Concorso presidi, il Miur alla prova dei nuovi (probabili) errori
Data: Giovedì, 20 ottobre 2011 ore 19:53:04 CEST
Argomento: Rassegna stampa


Un percorso a ostacoli. Sono iniziate le pubblicazioni degli ammessi alle prossime prove del concorso a 2.836 posti di dirigente delle scuole statali, dopo un avvio costellato di errori, ostilità e difficoltà. 32mila partecipanti (dei 42mila iscritti ad agosto) in 113 sedi hanno scartabellato un librone di 5.760 quesiti suddivisi in 8 diverse aree, per rispondere in 100 minuti a 100 test sorteggiati (1 al minuto), dopo che 975 (il 20 per cento del totale) erano stati eliminati dal possibile sorteggio 10 giorni prima, perché tutti errati, incomprensibili o scorretti.
L’organizzazione della giornata (almeno questa!) pare sia stata impeccabile, salvo che nessuno aveva pensato di stampare, dopo il sorteggio, i quesiti prescelti in ordine numerico. In questo modo si sarebbe evitato ai candidati quello che Tuttoscuola ha chiamato “un frenetico saltabeccare” da una pagina all’altra dell’intero librone per consultare il testo completo di ognuno dei 100 quiz ai quali rispondere. 
       Ma il percorso ad ostacoli è poco più che all’inizio: ora il bando prevede due prove scritte, una prova orale, una valutazione dei titoli presentati, fino alla graduatoria finale per permettere la stipula del contratto, alla quale seguirà anche un periodo di formazione e tirocinio all’inizio dei 6 anni per i quali ci sarà l’obbligo di permanere nella Regione dove si risulta vincitori. Anche le ostilità continueranno (a leggere le iniziative di ricorsi che fior di associazioni e gruppi stanno promuovendo).
C’è quindi da augurarsi che la prosecuzione del percorso amministrativo eviti con maggiore attenzione errori, passi infelici e problemi tecnico-giuridici, per non cadere in rischi di blocco o annullamento. Purtroppo esperienze precedenti come l’ultimo concorso in Sicilia costituiscono chiari ammonimenti.

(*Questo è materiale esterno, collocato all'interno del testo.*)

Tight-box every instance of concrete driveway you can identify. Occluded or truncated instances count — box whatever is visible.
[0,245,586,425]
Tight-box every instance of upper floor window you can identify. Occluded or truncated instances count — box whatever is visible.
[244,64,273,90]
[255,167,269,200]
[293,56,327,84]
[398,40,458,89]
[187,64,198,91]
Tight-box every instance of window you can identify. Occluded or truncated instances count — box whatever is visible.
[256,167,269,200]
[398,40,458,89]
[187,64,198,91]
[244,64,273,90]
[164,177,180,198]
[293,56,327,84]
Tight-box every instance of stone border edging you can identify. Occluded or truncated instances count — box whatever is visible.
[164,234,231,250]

Errori come la gestione degli esperti che hanno preparato i test, gestione nella quale non si possono distinguere le responsabilità del Ministro (titolare ultimo dell’Ufficio) da quelle dei funzionari (che hanno fatto le scelte principali). Passi infausti come la messa alla gogna indistinta di tutti gli 80 esperti estensori, senza saper distinguere tra chi ha fatto con perizia il proprio dovere e chi no. Resta anche la forte perplessità sul tipo di test commissionati, quasi tutti assolutamente ben lontani (nel contenuto o nella stesura) dalle ordinarie problematiche che un preside affronta nella professione. Non si trattava di aspettare qualche giorno (come parlamentari, associazioni e siti internet diffusi hanno chiesto) per perfezionare meglio la prova. Il difetto, direbbero dalle mie parti, “stava nel manico”. Ma di questo, un’altra volta
L’urgenza. Nel proseguire, ora, innanzitutto occorre essere consapevoli dell’obiettivo, che Disal persegue da un anno e mezzo con varie iniziative e che, ora, pare che anche il Ministro abbia compreso. Si tratta di una assoluta necessità: i presidi vincitori debbono essere assolutamente nominati entro luglio 2012, se non vogliamo un’emergenza nazionale, con metà delle scuole statali senza presidi a settembre 2012 e con i presidi rimasti in servizio costretti a sostituire tutte quelle sedi scoperte. Un’emergenza nazionale, appunto, per la scuola, ma anche un colpo micidiale alla dignità ed al valore della professione direttiva, che invece doveva essere guardata dagli ultimi ministri (lo dicono tutte le ricerche internazionali) come risorsa importante e partner decisivo del Ministero dell’Istruzione per i processi di riforma e innovazione.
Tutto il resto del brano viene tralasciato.